Monday, Feb. 26, 1996

GO WEST, HONG KONG

By RICHARD CORLISS

THE FLASHBULBS WERE POPPING two weeks ago when Hong Kong action hero Jackie Chan showed up at a Hollywood theater for the premiere of Broken Arrow, the new John Travolta film. Make that the new John Woo film, for Hong Kong's No. 1 action auteur directed this $60 million thriller. Chan, whose gonzo melodrama Rumble in the Bronx hits 1,500 screens this week, was at the premiere to wish his home-town colleague well and to personify the friendly invasion of Hollywood by Hong Kong talent. Only one problem: by the time Jackie got inside, all the seats were taken. The world's most engaging star had to return to his hotel.

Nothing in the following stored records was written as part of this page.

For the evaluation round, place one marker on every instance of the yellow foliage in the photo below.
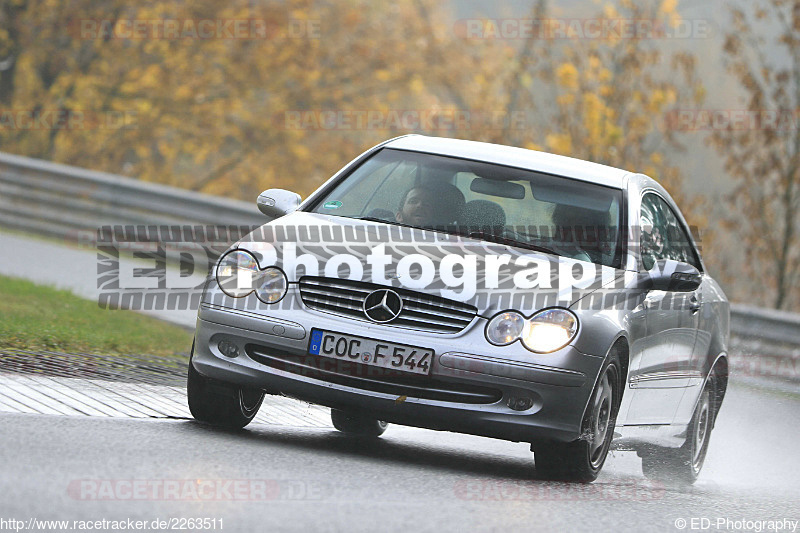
(567, 75)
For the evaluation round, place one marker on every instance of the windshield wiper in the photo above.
(394, 222)
(500, 239)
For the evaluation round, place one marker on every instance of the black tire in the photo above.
(681, 466)
(221, 404)
(357, 424)
(582, 460)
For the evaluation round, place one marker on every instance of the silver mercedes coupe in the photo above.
(476, 288)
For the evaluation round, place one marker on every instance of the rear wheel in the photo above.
(682, 465)
(357, 424)
(221, 404)
(582, 460)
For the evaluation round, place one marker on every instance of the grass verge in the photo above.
(35, 317)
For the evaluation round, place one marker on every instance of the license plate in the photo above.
(398, 357)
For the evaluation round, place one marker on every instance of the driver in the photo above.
(416, 207)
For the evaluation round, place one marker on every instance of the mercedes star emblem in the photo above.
(383, 305)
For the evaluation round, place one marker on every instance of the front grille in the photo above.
(351, 374)
(420, 311)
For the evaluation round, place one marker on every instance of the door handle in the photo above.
(694, 304)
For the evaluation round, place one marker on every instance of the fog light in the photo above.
(228, 348)
(520, 404)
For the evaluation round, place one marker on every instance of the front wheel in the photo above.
(582, 460)
(682, 465)
(221, 404)
(357, 424)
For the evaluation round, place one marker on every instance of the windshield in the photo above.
(492, 202)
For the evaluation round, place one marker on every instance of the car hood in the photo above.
(433, 263)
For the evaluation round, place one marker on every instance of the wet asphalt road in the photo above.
(283, 477)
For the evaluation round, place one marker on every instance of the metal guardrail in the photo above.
(63, 201)
(768, 324)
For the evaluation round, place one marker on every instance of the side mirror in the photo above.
(671, 275)
(277, 202)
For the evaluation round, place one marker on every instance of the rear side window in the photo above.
(662, 236)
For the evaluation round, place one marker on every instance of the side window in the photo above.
(662, 236)
(678, 241)
(653, 245)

One has to wonder: Will Hollywood ever make a place for Hong Kong cinema? Woo and Chan and the flock of successful Chinese actors and directors now making deals in Los Angeles may find that the hurdles of race and culture are hard to clear. For example, the seven Oscar nominations Sense and Sensibility received last week did not include one for its Taiwanese director, Ang Lee.

If anything can enlighten Hollywood, it is the box office. Hong Kong films attract audiences worldwide, and Broken Arrow earned a burly $15.6 million its first weekend. Even a myopic mogul can see that the brisk, visceral Hong Kong style of acting and action could be the shot of adrenaline Hollywood needs to shake off its creative funk.

Broken Arrow, a bomb-ticking chase movie about a daredevil pilot (Travolta) who steals two nuclear weapons, shows how easily the two cinemas can coexist. It flies at the speed of Macho 2 while allowing Woo to unpack his full cinematic arsenal: overhead shots, plenty of steamy atmosphere (Travolta smokes a lot), Cuisinart editing of the action scenes, slow motion to prolong the jitters and, for dialogue scenes that other directors would stand flatfooted and watch, lithe little tracking shots. If film school were fun, Woo would be the nutty professor.

In the Graham Yost script, Travolta is a bad guy for the same reason Woo makes films the way he does: it's so darn much fun. Travolta and his rival, Christian Slater, are so steely that when they salute their arms make metallic whooshing sounds. And as Slater's only partner in saving the world, Samantha Mathis is just as tough. In an early face-off, he holds a gun to her head; she holds a knife to his neck. It's Woo's version of meeting cute.

Woo made his name with such incendiary devices as Bullet in the Head and Hard-Boiled--furious meditations on manhood as a criminal state of grace. Broken Arrow is jokier, less resonant than those dark epics, but it's still a swell night at the movies. The audience gets as pulverizing a workout as the stars do. Or rather, the stars' stunt doubles, who deserve Oscars for best supporting masochism.

Jackie Chan, of course, is no sissy: he does all his own death-taunting stunts. His movies, like The Armour of God and the Police Story series (available in some U.S. video stores), are comedy fantasies, but they are also documentaries of the pain a great star will endure to please his audience. They have something else: a bracing athletic grace. The fights are as exuberant and abstract as the dances in a Busby Berkeley musical. And Chan is a superb physical artist, whether leaping off cliffs or hanging from a bus by an umbrella handle. As novelist Donald E. Westlake put it, "Jackie Chan is Fred Astaire, and the world is Ginger Rogers."

In his new film, the first to get a wide release in the U.S., the Bronx is Ginger Rogers. (The film was actually shot in Vancouver, British Columbia; thus the scenic mountains, and thugs with pasty skin and a predilection to say "Eh?" a lot.) As the guy who cleans up a ghetto, helps a crippled kid and does battle with a rampaging Hovercraft, Chan shows off the muscle of a superhero and the charm of a deft comedian. He doesn't swagger or threaten, flash his Magnum .44 or talk dirty to women; he's Gentleman Jackie.

Rumble audiences may titter at the naive plot (the director is Stanley Tong), but they will gasp at Chan's lithe, lightning reflexes when he takes on five creeps in a deli or executes a jump from one high building to another. You watch these impossible stunts with fear and gratitude for the hardest-working man in show biz. To see your first Jackie Chan movie is to fall in love with what the movies once were: a comic ballet of bodies in motion.

If not up to the best work of either man, Broken Arrow and Rumble serve as introductions to the spirit of Hong Kong cinema, even as they serve notice to U.S. moviemakers. Think you can do it better? Just watch! Hollywood will watch and, if there's any justice, give Chan and Woo the best seats in the house.